If you come from a major city, such as New York or London, you may find New Mexico overall fairly inexpensive, although Santa Fe will be closer in price to what you're accustomed to. In Taos and Albuquerque, you can still get good accommodations and meals without wincing. Santa Fe, however, may hurt a bit, especially if you hit the hottest spots in town, which cater to sophisticated tastes.

The most common bills are the $1 (a "buck"), $5, $10, and $20 denominations. There are also $2 bills (seldom encountered), $50 bills, and $100 bills (the last two are usually not welcome as payment for small purchases).

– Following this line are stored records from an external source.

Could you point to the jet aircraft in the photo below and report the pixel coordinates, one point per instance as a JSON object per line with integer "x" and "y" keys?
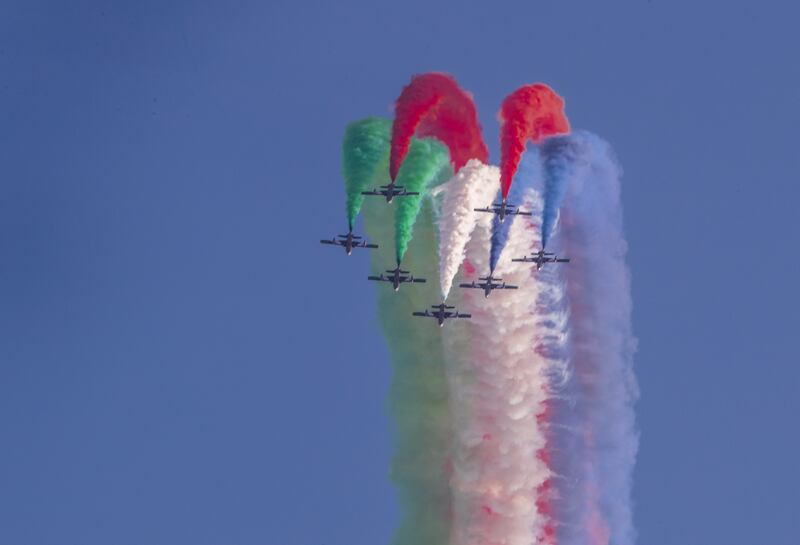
{"x": 487, "y": 284}
{"x": 396, "y": 277}
{"x": 390, "y": 191}
{"x": 348, "y": 242}
{"x": 503, "y": 209}
{"x": 441, "y": 314}
{"x": 540, "y": 258}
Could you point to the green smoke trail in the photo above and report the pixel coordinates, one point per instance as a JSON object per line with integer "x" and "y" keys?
{"x": 366, "y": 144}
{"x": 427, "y": 164}
{"x": 418, "y": 396}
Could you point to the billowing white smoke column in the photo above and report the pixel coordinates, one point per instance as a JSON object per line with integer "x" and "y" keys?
{"x": 498, "y": 386}
{"x": 474, "y": 185}
{"x": 593, "y": 420}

Coins come in seven denominations: 1¢ (1 cent, or a penny); 5¢ (5 cents, or a nickel); 10¢ (10 cents, or a dime); 25¢ (25 cents, or a quarter); 50¢ (50 cents, or a half-dollar); the gold-colored Sacagawea coin, worth $1; and the rare silver dollar.

The easiest and best way to get cash away from home is from an ATM (automated teller machine), sometimes referred to as a "cash machine," or "cashpoint." They are available all over New Mexico.

Note: This information was accurate when it was published, but can change without notice. Please be sure to confirm all rates and details directly with the companies in question before planning your trip.